外交・安保カレンダー(10月6-12日)

今週も世界の注目は香港とISISのようだ。先週9月30日にNew York TimesとWashington Postが社説で香港の民主化運動を取り上げて以来、デモ参加者の強制排除を行わず、対話による平和的解決を模索するよう北京に求める声が高まっている。デモは予想以上に長期化しつつある、というのが筆者の正直な感想だ。

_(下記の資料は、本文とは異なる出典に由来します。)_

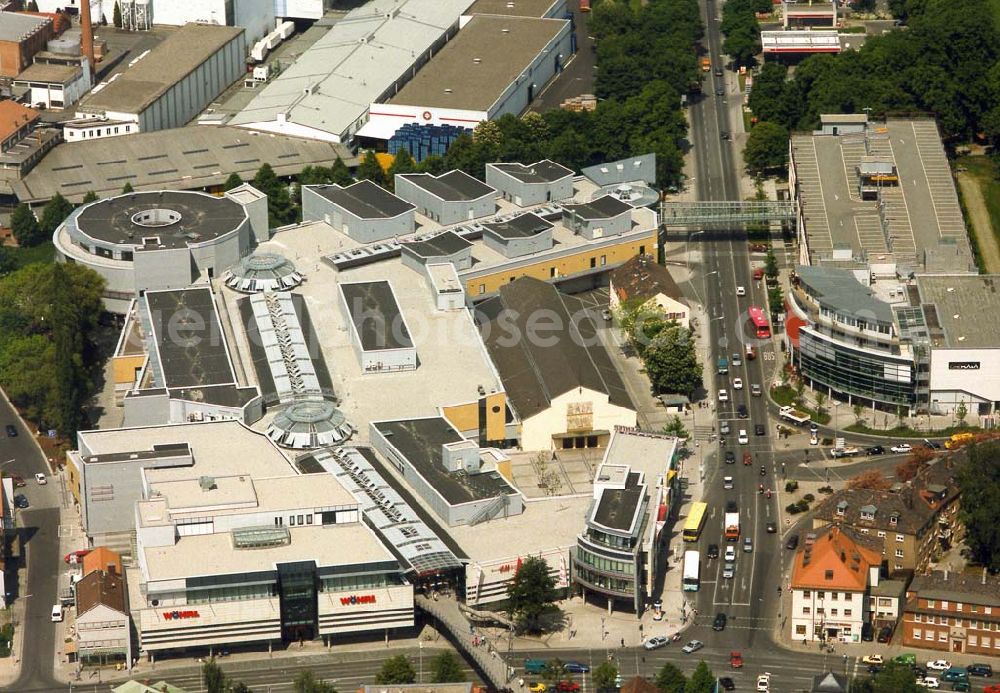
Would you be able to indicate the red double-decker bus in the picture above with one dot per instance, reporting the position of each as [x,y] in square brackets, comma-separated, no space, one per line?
[762,327]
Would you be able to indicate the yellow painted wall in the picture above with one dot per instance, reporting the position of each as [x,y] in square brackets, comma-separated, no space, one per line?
[566,265]
[124,368]
[465,417]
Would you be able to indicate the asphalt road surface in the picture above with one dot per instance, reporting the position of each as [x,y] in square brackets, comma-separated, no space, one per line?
[38,527]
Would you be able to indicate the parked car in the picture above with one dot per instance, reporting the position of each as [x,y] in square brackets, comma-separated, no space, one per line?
[656,642]
[978,669]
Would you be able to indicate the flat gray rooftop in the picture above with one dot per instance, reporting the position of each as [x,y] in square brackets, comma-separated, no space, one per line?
[522,226]
[14,26]
[923,226]
[188,338]
[166,65]
[365,200]
[543,171]
[603,207]
[453,186]
[476,67]
[180,159]
[202,218]
[514,8]
[420,441]
[966,307]
[376,316]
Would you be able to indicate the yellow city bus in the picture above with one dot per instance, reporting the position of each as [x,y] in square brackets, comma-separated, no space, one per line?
[695,521]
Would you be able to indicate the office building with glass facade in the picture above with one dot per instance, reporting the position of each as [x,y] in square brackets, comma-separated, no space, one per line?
[847,340]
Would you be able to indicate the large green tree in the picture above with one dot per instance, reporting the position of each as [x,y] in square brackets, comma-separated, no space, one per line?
[396,670]
[766,148]
[605,675]
[979,481]
[670,679]
[54,213]
[671,361]
[701,681]
[530,593]
[25,227]
[446,668]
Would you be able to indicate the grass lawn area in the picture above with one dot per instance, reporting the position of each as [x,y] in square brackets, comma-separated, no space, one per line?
[985,172]
[45,252]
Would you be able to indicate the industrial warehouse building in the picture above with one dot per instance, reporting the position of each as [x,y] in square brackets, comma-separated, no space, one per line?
[495,65]
[161,240]
[173,83]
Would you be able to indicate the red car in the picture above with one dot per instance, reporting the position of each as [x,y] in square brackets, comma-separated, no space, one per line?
[74,557]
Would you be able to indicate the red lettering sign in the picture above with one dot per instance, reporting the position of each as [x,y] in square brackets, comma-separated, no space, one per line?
[358,599]
[178,615]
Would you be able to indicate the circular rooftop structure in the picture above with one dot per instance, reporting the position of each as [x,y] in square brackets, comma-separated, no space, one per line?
[164,219]
[263,272]
[637,194]
[309,425]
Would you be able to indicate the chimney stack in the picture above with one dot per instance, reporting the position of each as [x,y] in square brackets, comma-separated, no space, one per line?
[87,35]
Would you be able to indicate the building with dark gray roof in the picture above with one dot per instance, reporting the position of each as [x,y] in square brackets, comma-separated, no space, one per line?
[175,81]
[456,478]
[521,235]
[531,184]
[362,211]
[158,240]
[187,371]
[605,216]
[447,247]
[379,333]
[562,385]
[450,198]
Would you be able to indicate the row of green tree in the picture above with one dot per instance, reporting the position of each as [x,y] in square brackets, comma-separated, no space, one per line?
[944,63]
[49,363]
[666,348]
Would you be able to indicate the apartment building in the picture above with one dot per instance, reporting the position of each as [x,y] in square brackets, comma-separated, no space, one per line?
[954,612]
[912,521]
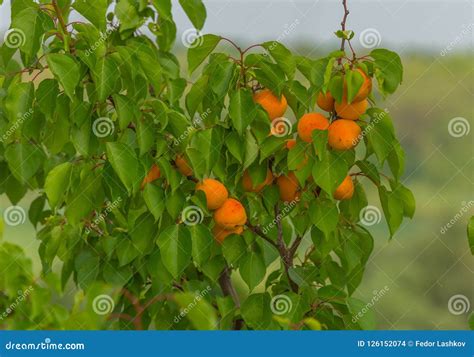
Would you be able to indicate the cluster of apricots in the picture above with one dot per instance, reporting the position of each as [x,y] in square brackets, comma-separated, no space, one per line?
[343,133]
[229,213]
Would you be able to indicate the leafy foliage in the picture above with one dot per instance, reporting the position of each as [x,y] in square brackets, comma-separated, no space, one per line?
[88,108]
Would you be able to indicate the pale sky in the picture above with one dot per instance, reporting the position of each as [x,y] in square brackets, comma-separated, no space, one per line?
[402,24]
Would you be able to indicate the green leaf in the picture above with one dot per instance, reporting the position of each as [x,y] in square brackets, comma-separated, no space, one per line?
[202,243]
[57,183]
[24,160]
[31,24]
[195,308]
[66,70]
[330,172]
[234,248]
[388,70]
[324,215]
[256,311]
[283,57]
[362,313]
[196,12]
[242,109]
[155,200]
[470,234]
[392,208]
[105,77]
[353,81]
[200,49]
[175,248]
[124,161]
[19,100]
[252,269]
[93,11]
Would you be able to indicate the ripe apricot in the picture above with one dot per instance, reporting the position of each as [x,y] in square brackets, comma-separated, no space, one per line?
[215,192]
[274,106]
[351,111]
[183,166]
[220,233]
[364,89]
[325,101]
[345,189]
[310,122]
[288,187]
[152,175]
[231,214]
[249,186]
[343,134]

この問題については英語と日本語でそれぞれ論点を既に指摘しているので、ここでは繰り返さない。要するに、日本のメディアの香港民主化運動に関する報道はちょっと及び腰過ぎるのではないか、ということに尽きる。

他にも指摘したいことがある。例えば、世論調査の結果だ。香港で今騒いでいるのは主として若者であり、香港市民の過半数はこうした民主化運動を冷ややかに見ている。少なくともCNN報道にあるような興奮は現場の雰囲気とは違うようだ。

もうひとつは香港内部の世代間の温度差だ。民主化運動を冷ややかに見るのは中高年層、中でも中国の改革開放政策から経済的恩恵を受けたグループだという。これに対し、そのような幸運に恵まれなかった現在の若者が騒ぐのも当然なのだろう。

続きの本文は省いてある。